I came up with today’s soup recipe because I wanted to make Chick Peas for hummus this week, and I had to use up the fall vegetables that came from the local farm. Measurements may not be exact, if you’re a foodie like me, hopefully this recipe will give you some great ideas. Let me know what you think!
2 TBS olive oil, diced
small sweet onion, diced
1/2 red pepper, diced
1 jalapeno, diced with seeds removed
2 carrots, peeled and diced
2 cloves of garlic, peeled
2 tsp of fresh ginger, peeled
Salt and pepper to taste and about 1 tsp each of oregano, basil and thyme.
1 TBS of tomato paste
32 oz of low sodium vegetable broth
8 oz of cooked Chick peas (approx) (You can use a can if you’re not going to make them from dried chick peas)
1/2 of small pumpkin, peeled and diced
1 zucchini, diced
Crush garlic and ginger with kosher salt in a mortar and pestle until ground. Add spices, salt and pepper.
Add olive oil to a large sauce pan and heat over medium-high heat.
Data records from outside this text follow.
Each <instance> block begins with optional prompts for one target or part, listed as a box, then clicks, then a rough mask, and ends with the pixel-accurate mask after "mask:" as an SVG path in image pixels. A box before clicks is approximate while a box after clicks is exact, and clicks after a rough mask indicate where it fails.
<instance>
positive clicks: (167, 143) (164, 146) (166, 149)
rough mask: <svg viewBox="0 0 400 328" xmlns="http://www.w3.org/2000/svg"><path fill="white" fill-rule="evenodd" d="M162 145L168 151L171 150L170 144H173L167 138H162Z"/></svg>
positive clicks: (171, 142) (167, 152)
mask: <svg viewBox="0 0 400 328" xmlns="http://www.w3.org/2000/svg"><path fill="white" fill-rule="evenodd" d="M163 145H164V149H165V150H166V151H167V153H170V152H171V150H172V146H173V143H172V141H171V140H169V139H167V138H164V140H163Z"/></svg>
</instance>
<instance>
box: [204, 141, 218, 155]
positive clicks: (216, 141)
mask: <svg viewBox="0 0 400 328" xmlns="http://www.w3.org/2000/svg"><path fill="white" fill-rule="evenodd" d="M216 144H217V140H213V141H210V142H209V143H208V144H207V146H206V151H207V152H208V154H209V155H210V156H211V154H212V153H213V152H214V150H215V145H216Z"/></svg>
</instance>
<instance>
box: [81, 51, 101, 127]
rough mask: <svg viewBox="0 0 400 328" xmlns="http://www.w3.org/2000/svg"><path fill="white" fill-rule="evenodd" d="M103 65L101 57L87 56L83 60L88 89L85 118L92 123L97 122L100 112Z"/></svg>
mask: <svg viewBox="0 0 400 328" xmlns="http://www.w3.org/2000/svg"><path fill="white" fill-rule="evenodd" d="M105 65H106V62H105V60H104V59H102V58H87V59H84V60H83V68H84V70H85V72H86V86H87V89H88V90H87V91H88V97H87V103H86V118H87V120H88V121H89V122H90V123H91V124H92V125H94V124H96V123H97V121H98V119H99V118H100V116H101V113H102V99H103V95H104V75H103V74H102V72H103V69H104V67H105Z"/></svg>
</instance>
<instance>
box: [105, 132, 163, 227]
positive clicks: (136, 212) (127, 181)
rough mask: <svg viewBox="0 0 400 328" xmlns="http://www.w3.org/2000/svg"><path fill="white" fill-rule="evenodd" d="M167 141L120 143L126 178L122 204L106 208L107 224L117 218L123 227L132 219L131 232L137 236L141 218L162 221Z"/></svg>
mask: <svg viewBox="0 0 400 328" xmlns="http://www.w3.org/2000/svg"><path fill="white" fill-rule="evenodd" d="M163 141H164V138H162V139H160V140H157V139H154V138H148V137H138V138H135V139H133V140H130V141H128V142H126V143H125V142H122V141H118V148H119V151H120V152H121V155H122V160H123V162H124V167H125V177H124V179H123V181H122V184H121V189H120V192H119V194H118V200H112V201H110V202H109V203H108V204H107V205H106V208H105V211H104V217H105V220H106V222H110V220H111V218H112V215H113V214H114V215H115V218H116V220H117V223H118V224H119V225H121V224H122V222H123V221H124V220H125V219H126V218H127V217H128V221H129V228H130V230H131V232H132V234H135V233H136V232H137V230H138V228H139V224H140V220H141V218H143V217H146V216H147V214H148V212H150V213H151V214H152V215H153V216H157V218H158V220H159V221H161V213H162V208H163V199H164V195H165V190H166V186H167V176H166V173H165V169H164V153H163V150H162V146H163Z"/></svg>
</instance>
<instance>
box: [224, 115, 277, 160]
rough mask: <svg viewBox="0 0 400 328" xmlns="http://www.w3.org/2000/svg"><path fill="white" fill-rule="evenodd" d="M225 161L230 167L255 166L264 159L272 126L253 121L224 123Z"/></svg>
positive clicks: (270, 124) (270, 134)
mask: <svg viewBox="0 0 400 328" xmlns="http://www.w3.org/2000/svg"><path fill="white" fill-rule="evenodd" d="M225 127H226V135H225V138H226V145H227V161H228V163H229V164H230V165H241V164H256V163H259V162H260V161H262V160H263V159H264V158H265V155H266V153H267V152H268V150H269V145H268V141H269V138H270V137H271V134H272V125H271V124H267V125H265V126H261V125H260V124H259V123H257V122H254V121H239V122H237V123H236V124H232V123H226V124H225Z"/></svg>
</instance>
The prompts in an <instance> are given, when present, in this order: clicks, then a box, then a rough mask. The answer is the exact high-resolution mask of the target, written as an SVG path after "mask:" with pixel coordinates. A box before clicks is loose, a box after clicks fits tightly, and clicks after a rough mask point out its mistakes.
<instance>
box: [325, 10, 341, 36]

Sautee onion, peppers, carrots, and garlic/ginger mixture until fragrant and onions are translucent.
Add tomato paste and mix for about 1 minute
Add in vegetable broth, chick peas, pumpkin and zucchini.
Bring mixture to a boil, reduce heat to medium low and cook until pumpkin and zucchini are cooked through, about 20-30 minutes.